I remember a beautiful woman was standing in a rowboat with two of her man servants who each had an oar in his hands, rowing the boat across what I assume to be waters. One of the man servants was sitting in the front of the boat and the other was sitting in the back with the lady standing between the two. I got the impression that she was a queen of some sorts – she had an imperial air about her, with long, dark, curly hair that fell across a body covered in a rich, deep red, silken robe trimmed with golden threads. Her face wore a stringent expression and her eyes were painted beautifully and elaborately. Suddenly, I became aware that they were rowing towards a shore which harbored a most strange sort of siren – male, I think he was, and instead of singing he recited powerful words, luring the [travelers] onto his shore. The man servants frantically rowed with all their might against the siren’s call – struggling with every [ounce] of strength in them. Finally, they were able to break free, beaching their tiny rowboat on a hard shore studded with pebbles. The man servant who had been in the back, leapt out, heaving with exhaustion but possessed with a fierce anger. He was breathing hard as he wiped his mouth with the back of his hand before using that same hand to point at his mistress. “The next time you think about doing something like that – !” he screamed at her, and I was surprised that he had the audacity to address her in such a manner. The woman and the other servant were also on the shore and she turned that same stern face in the agitated man’s direction, looking upon him as though he were a lesser being. The man cried out at her, “Feed your people!”
And then I think they sailed on, or perhaps they continued on foot. Either way, I became the woman, for I looked out through her eyes and saw a gorgeous building on the siren’s shore as it toppled to ruins, the archaic walls and pillars falling out and turning to rubble.
I was inside a boxcar, moving along the tracks. When I took a peek outside, I saw a large tornado spinning through the trees, destroying everything in its path. It headed straight for a ship docked near the shore. Suddenly, I was at the ship when the tornado exploded into a giant dragon, towering over […] the sailors – its body an almost clear white. It threw its head back and roared, the flames burning inside of it clearly visible through its translucent skin – the yellow fire rising from its belly and through the length of its neck before alighting its nose for a brief instant and shooting out into the air […]. But this dragon was really the work of a magician and his daughter. The dragon itself was actually a woman – the daughter, perhaps. With the magician’s help, she was able to transform herself into a dragon and terrorize the people. On board the ship, she turned back into a lady, wearing a black outfit and holding a claw.

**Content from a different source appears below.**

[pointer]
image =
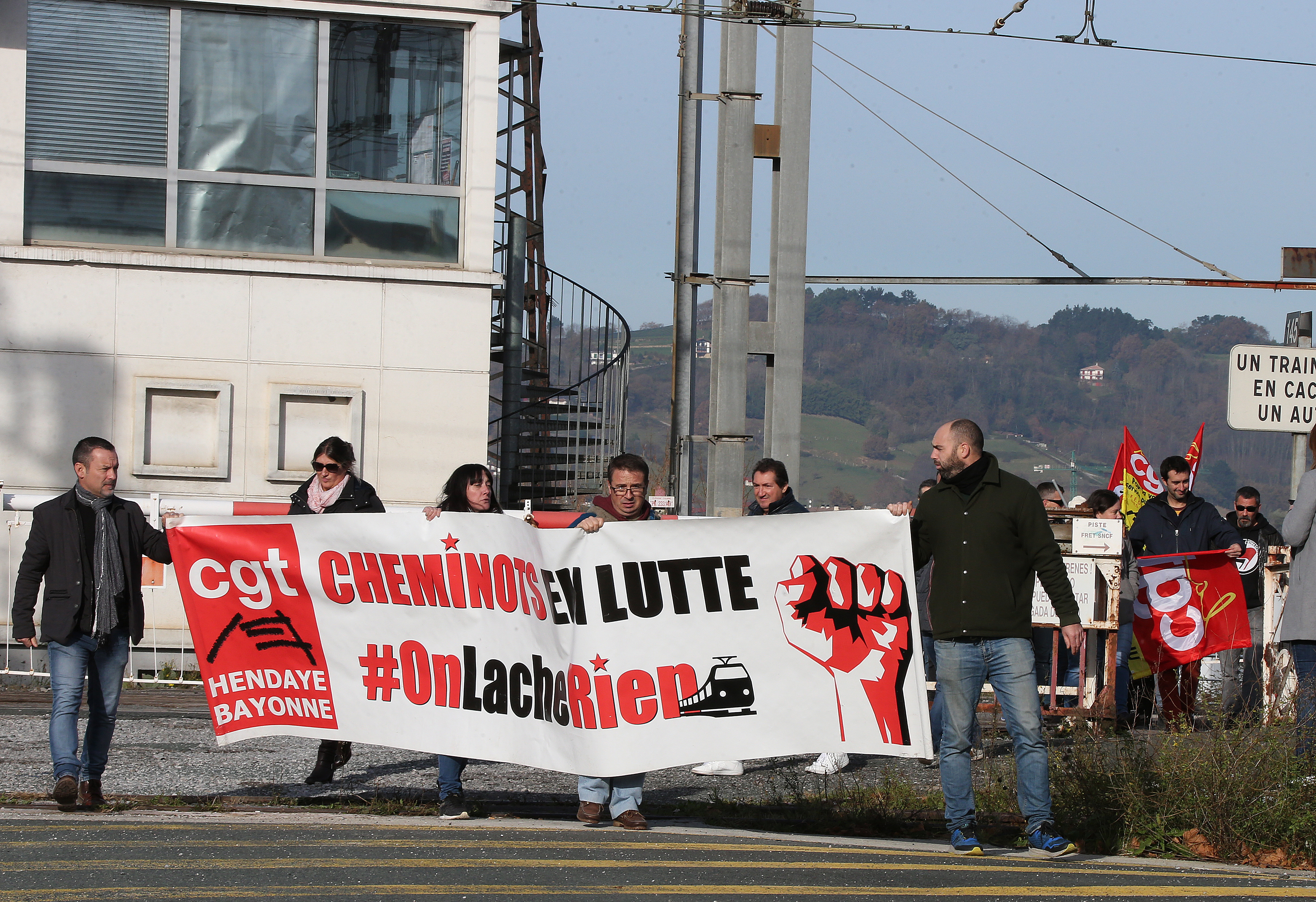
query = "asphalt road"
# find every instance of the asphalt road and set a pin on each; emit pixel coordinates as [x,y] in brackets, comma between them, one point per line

Across the land, I could see an army of soldiers sent to fight this dragon. The soldiers were dressed completely in suits of white – plain, skin-tight suits with tight hoods that wrapped around their heads – bare of any armor or decor. Their only defense were swords and shields of the same white hue.
The magician had a contraption to defend against this pale army – his ambition to kill the army leader. The contraption looked much like a large, wooden crate supported by four, wooden wheels – like a cart. Fastened to it, at an upward angle by numerous coils of thick rope, was a spear. It was like a harpooning contraption. However, the magician’s daughter somehow got caught in the ropes (I think it was the result of a struggle between the two sides – between the magician and the white army leader) and the ropes […] caught fire, killing the woman tangled within and thus destroying also the white dragon. But before her death, she murmured something about “the water of life,” perhaps instructing the magician to find it in order to restore her and bring her back for a fiery vengeance.